Oireachtas Joint and Select Committees
Thursday, 23 November 2023
Select Committee on Housing, Planning and Local Government
Electoral (Amendment) Bill 2023: Committee Stage
Ivana Bacik (Dublin Bay South, Labour) | Oireachtas source
I move amendment No. 3:
In page 3, after line 30, to insert the following:
“Research on revision of Dáil constituencies
5.In relation to the revision of Dáil constituencies, An Coimisiún Toghcháin shall within 24 months of the passing of this Act, conduct research and make such recommendations as it considers appropriate to Dáil Éireann on— (a) the abolition of constituencies returning three members, and
(b) the specification for an indeterminate period of the number of members of which Dáil Éireann is to be composed and of the constituencies to be represented by the members, while varying from time to time the number of members to be elected for each such constituency having regard to changes in the distribution of the population throughout the State.”.
The need for my amendment is illustrated by the previous conversation. For the record, I was not happy with the name change from Dublin South-East to Dublin Bay South nor were a lot of the constituents who I represent now.
In seriousness, the purpose of my amendment calls on the coimisiún to conduct research and make such recommendations on two specific issues. The first is the precise point about the chopping and changing of names. The second is the different names and different boundaries of constituencies over the years. My amendment wants us to move away from that for the future and move us to a new system, as outlined by Professor Michael Gallagher of Trinity College Dublin in his excellent article published in The Irish Timespublished on 6 September. In response to the commission's report he wrote that a preferable approach, in his view and I think he is right, would be to have fixed boundaries. As one can see from looking at the Schedule, the constituency of Laois is the county of Laois, and the constituency of Kerry is the county of Kerry. So there is no difficulty for the people living in those constituencies and they are represented by public representatives who represent the county. So a fixed boundary, with the number of members to be elected for each constituency to be changed from time to time to align with changes in the democratic distribution of population, would make far more sense from a democratic perspective. I will not labour the point but Professor Gallagher spoke very persuasively and eloquently about the more democratic effect of having fixed boundaries, ideally along county lines, and one would then do away with this issue of changing names and shifting individual communities in and out of particular constituencies. It makes sense and we call on the coimisiún to undertake research and report on this.

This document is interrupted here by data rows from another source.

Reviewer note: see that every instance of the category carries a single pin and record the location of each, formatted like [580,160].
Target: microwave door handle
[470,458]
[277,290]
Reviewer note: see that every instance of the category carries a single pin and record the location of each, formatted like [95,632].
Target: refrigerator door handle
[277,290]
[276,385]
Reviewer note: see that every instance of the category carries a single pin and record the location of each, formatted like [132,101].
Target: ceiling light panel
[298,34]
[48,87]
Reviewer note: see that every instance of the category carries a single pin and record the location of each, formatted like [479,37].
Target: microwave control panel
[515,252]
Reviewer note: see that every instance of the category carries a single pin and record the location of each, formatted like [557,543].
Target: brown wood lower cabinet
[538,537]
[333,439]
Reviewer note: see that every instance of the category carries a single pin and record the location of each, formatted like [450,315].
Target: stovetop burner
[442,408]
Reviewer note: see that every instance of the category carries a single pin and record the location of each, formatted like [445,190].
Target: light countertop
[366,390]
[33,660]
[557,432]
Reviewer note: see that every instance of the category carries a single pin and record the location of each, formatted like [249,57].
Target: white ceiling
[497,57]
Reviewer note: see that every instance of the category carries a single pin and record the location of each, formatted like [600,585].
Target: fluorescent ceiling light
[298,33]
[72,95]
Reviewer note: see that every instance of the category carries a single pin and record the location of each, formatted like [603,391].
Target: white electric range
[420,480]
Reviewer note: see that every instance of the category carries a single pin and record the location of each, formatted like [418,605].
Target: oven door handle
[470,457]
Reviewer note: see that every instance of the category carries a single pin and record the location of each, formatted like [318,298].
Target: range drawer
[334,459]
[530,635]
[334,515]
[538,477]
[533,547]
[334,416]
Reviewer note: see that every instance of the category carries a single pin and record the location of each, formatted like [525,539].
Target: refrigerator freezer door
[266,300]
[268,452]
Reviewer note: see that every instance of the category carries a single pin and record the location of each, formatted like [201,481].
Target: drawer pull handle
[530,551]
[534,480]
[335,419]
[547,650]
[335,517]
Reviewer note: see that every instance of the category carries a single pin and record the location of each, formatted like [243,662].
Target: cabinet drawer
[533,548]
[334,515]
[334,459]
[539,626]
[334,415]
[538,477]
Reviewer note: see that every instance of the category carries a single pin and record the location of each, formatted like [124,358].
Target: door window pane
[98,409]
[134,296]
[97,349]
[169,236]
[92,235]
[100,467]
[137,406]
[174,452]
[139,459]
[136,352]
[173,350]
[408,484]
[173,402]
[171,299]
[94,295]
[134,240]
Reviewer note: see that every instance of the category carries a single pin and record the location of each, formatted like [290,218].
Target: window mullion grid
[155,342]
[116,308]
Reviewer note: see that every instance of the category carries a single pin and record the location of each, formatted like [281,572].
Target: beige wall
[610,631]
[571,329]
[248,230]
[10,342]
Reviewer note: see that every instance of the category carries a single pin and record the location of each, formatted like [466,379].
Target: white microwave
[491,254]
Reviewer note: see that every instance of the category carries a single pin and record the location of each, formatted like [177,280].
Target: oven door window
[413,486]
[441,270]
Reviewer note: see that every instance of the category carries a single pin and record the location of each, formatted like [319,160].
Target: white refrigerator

My amendment refers to a second issue, which again is inspired by Professor Gallagher's article, and asked that we look at the abolition of constituencies which return only three Members. There was a very strong argument for moving to larger numbers per constituency, again it was made in Michael Gallagher's article, that this more accurately reflects people's preferences in a PR-STV system. I set this out in more detail in my speech on Second Stage. Again, I will not labour the point but I know that the Minister will respond by saying that of course the commission can undertake this research. Obviously we will submit to the commission that it would research this. We do think this is an important enough issue of future-proofing related both to how one determines constituency boundaries and the number of representatives per constituency. We think that is important enough to place within the legislation.